The rise in support for populist politicians continues around Europe. Viktor Orban won a fourth term as Hungary’s prime minister earlier this year after campaigning on a heavily anti-immigrant platform. Germany’s AfD won 12.6 percent of the vote in elections last year, allowing it to enter the country’s parliament for the first time.

Salvini and Le Pen share common ground on a variety of topics, namely their hard-line positions on immigration and disdain for the EU.

The Italian politician, head of the country’s League party, turned back rescue ships packed with hundreds of migrants this summer on several occasions, demanding that other EU member states help Italy bear the burden of welcoming such a mass influx of newcomers.

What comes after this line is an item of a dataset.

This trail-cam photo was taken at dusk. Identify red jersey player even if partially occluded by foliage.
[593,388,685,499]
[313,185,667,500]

Le Pen praised Salvini’s response to migrant arrivals, saying that the politician is proof that solving the massive migration issue is possible.

“Most people wish to stay in their home countries, grow up there, raise their children and preserve their culture,” Le Pen said Monday, ignoring some of the primary reasons ― war, conflict, poverty ― that people flee their homes.

Populist candidates have thus far struggled to unite and win much ground, but the rise in popularity of Euroskepticism may usher in some unprecedented wins. More than 60 percent of EU citizens believe that “new political parties and movements can find solutions better” than existing parties, according to a Eurobarometer survey released in May.

Support for the EU as a whole also appears to be waning in some countries, despite it being on the rise overall. Italy shows some of the lowest support levels for the bloc ― 44 percent ― in all of the EU, explaining in part why Euroskeptics like Salvini are now in power.

Steve Bannon, a former adviser to President Donald Trump, announced the launch of his own foundation in July aimed at getting more populist leaders into parliament.

Le Pen specified Monday that neither she nor Salvini plan to rely on Bannon for help.

“We, and we alone, are the ones who will shape the political force that is born from the European elections, because we are attached to our liberty, attached to our sovereignty and we together, the representatives of the different peoples of Europe, are the ones who will shape the political forces that aim specifically to save Europe,” she said at the news conference.